Les premiers travaux sur la Convention de règlement, dirigés pendant sa mise en oeuvre, optèrent principalement pour une approche institutionnelle ou légale. Cet ouvrage se démarque dans son approche car il n’essaie pas d’évaluer l’efficacité de la Convention de règlement, mais examine plutôt sa portée symbolique. Suivant les pas de l’anthropologue Ronald Niezen (2013) qui ouvre d’ailleurs l’ouvrage avec un excellent avant-propos, les auteurs examinent les programmes de la Convention de règlement en tant « qu’institutions-en-devenir » (institutions-in-the-making) aux effets sociaux importants. Mais, il faut le préciser, les chapitres se concentrent pour la plupart sur la CVR, et l’influence des autres mesures de la Convention de règlement – dont celle des compensations financières, qui aurait été particulièrement pertinente – reste marginalisée (seuls les chapitres 7 et 8 en font mention).

Comme l’indique si bien son titre, Power through Testimony tient compte de la force des récits des survivants et de leur capacité à changer les relations sociales. En considérant la commémoration du système des pensionnats indiens en tant qu’action symbolique, ce livre suit le cadre théorique développé par la sociologue Tanya Goodman (2009) dans son étude sur la Commission de vérité et réconciliation d’Afrique du Sud. Pour Goodman les témoignages sont des actes publics de narration ancrés dans la performance et le rituel. Cette approche opte pour une perception horizontale de la société qui considère au centre de la vie sociale l’action symbolique et le sens que les acteurs donnent aux faits sociaux. Comme nous l’expliquent Capitaine et Vanthuyne dans leur introduction, Goodman s’appuie sur le travail de sociologues qui considèrent que les dimensions communicatives et symboliques sont une force constitutive de la défiance de victimes d’injustices envers les structures de pouvoirs.

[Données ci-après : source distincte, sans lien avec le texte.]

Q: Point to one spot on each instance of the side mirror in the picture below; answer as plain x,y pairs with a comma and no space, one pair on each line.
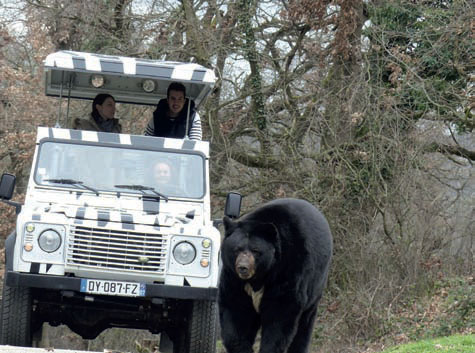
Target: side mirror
233,205
7,185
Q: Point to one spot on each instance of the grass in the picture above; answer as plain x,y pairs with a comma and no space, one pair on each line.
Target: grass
451,344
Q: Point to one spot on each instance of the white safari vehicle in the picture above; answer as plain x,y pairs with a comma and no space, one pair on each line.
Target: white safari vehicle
99,242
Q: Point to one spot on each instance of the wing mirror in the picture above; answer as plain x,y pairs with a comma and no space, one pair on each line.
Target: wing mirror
7,185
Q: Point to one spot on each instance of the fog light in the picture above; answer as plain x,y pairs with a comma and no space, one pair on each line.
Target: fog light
49,240
184,253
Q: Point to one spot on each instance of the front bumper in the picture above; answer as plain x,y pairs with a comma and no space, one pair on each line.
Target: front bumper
18,279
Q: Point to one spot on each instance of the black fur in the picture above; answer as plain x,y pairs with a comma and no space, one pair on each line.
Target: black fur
291,246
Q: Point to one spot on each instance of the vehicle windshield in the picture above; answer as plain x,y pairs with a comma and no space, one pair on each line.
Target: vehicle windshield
120,169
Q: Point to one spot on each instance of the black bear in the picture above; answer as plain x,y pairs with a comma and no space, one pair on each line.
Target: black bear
275,266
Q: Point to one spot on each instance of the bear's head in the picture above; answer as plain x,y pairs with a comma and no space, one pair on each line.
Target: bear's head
249,248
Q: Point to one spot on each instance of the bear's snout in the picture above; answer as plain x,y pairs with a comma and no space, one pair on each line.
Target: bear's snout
245,265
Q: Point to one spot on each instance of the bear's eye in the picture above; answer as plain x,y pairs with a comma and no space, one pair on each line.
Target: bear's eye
256,251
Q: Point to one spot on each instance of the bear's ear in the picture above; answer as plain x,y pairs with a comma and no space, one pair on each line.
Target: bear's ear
229,225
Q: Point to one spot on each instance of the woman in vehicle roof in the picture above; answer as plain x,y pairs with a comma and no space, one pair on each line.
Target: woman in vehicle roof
102,118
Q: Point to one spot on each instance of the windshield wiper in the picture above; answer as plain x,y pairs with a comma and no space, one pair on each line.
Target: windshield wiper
72,182
142,188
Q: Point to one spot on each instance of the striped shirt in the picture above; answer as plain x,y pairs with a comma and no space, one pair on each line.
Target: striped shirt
195,131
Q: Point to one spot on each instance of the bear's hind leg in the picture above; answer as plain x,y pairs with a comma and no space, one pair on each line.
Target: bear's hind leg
303,335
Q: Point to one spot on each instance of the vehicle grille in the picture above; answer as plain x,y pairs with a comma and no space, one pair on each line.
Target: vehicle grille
128,251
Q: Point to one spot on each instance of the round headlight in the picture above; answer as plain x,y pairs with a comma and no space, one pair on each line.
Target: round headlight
49,240
97,81
148,85
184,253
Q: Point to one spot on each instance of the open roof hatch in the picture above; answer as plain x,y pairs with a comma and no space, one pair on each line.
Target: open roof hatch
82,75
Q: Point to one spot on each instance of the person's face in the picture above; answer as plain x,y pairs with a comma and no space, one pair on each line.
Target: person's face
162,173
176,101
106,109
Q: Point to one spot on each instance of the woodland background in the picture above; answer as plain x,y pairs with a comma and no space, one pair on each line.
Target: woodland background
364,108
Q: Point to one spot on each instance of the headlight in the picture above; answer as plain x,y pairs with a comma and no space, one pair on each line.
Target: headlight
49,240
184,253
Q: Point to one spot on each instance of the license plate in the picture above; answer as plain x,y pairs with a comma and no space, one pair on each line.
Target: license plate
96,286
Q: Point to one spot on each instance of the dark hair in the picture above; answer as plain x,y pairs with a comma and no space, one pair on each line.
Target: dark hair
176,86
100,98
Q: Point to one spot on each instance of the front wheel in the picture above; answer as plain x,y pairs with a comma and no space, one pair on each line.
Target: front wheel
15,322
200,332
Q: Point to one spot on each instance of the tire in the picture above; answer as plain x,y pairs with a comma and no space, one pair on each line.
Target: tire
199,335
15,319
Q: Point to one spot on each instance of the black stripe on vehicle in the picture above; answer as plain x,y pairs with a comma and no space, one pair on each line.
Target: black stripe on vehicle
76,134
35,267
150,205
155,71
107,137
198,75
110,66
147,141
127,221
103,217
79,63
80,212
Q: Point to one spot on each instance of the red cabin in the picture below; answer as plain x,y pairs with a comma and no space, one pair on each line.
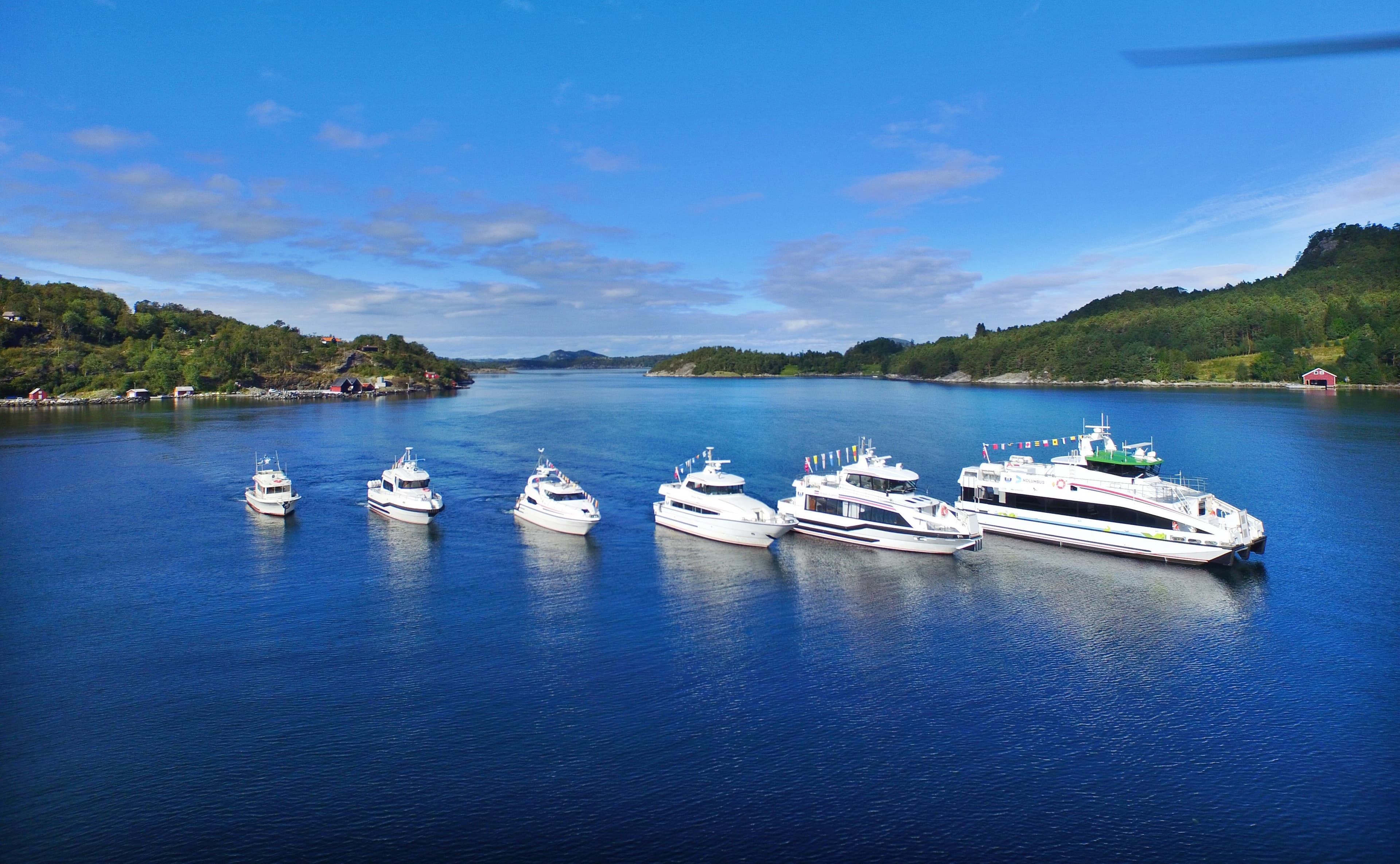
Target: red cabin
1321,377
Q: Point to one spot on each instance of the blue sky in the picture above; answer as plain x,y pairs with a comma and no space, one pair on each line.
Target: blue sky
505,178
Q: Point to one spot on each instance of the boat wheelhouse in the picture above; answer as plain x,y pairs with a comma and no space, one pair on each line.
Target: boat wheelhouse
402,492
552,500
712,505
1112,499
272,492
877,505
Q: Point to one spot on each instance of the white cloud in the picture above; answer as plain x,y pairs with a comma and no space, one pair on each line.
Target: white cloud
271,114
888,286
597,159
110,138
955,170
339,138
726,201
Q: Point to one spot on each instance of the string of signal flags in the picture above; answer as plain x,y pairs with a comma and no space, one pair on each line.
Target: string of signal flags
1025,445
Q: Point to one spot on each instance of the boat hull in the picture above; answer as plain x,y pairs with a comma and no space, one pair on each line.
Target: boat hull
282,509
741,533
859,534
1115,540
404,513
553,521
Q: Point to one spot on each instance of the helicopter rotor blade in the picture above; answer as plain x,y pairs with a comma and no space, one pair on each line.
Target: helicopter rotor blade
1262,51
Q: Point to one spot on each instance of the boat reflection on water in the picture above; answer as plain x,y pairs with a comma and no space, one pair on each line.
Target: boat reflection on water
408,551
1090,596
556,555
560,568
268,537
710,573
863,583
1105,597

Les souvenirs des pensionnats, articulés tels qu’ils le sont, ont-ils la capacité de transformer les relations entre la société canadienne et les peuples autochtones ? Cette question principale ficelle l’ouvrage, qui est divisé en trois parties et neuf chapitres. La première partie s’intitule « The Truth and Reconciliation Commission in Action », la deuxième « Conflicting Memories and Paths of Action », et la troisième « (Un)reckoning with Historical Abuses ».

Capitaine et Vanthuyne argumentent que, malgré son apparence de « politique de distraction » (Corntassel et Holder 2008), la Convention de règlement a ouvert un espace dans lequel l’histoire des pensionnats et celle du colonialisme canadien ne sont pas seulement commémorées mais aussi recadrées. En même temps, les différentes contributions soulignent de nombreux freins au processus de « décentrage » (decentring) pré-requis pour faire face à la colonialité : la structure logique coloniale, comme l’entend Walter Mignolo (2005).

Si le livre opte principalement pour une approche partagée entre la sociologie et l’anthropologie, les différents chapitres puisent aussi dans d’autres champs d’expertise, incluant la religion, les études canadiennes et le droit. Alors que certains chapitres résultent de recherche de terrain, d’autres sont plutôt le résultat d’analyses textuelles plus empiriques. Les quatre premiers chapitres, qui constituent la première partie, se penchent sur la représentation des pensionnats à travers le temps et la façon dont les témoignages des survivants auprès de la Commission changent cette représentation.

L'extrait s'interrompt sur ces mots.